Philip Howard, the author of The Death of Common Sense, is among the many who offers his praise for the book:
"In Lawyer Barons, Lester Brickman exposes the new legal power elite as little more than a sleazy, self-interested racket. Brickman surgically dismantles each rationale for their approach to justice, revealing a sewer of hypocrisy and greed. Brickman lets the facts do the work of the powerful indictment, leaving the Bar with this unavoidable choice does it stand for justice, or money?"
Ted Frank, a founder of the Center for Class Action Fairness which challenges settlement agreements that seemingly favor plaintiffs lawyers over their purported clients, describes Lawyer Barons as "a landmark book," and he writes in his review on Amazon.com that "Brickman lays out a compelling case for the distorting effects of contingency fees, their effect on tort law, their incentives for extensive mass tort fraud, and the failure of the judicial system to police the conflicts of interest inherent in class actions."

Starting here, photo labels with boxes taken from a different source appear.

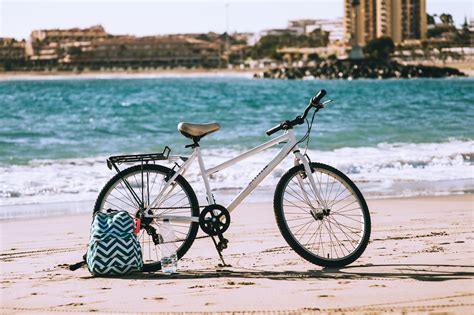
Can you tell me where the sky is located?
[0,0,474,39]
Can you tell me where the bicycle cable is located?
[291,111,316,155]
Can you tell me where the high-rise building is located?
[344,0,427,46]
[344,0,376,46]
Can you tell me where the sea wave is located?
[0,140,474,206]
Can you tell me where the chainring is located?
[199,204,230,236]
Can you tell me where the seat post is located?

I’ve been on Synthroid (and now levothyroxine) for over 20 years. I remember when the makers of Synthroid were sued with a class-action suit. I read the fineprint - it stated that, if they won, I’d get a months free prescription and the attorneys would get tens of millions of dollars. I declined to participate in their money-grubbing scheme.
BTW, I always read the fine print when I'm "invited" to join a class action settlement. In every single case my "award" is something useless, like a $100 off "coupon" toward my next purchase of a Land Rover, or a full fare Carnival cruise. The lawyer's awards are always multi-millions of dollars.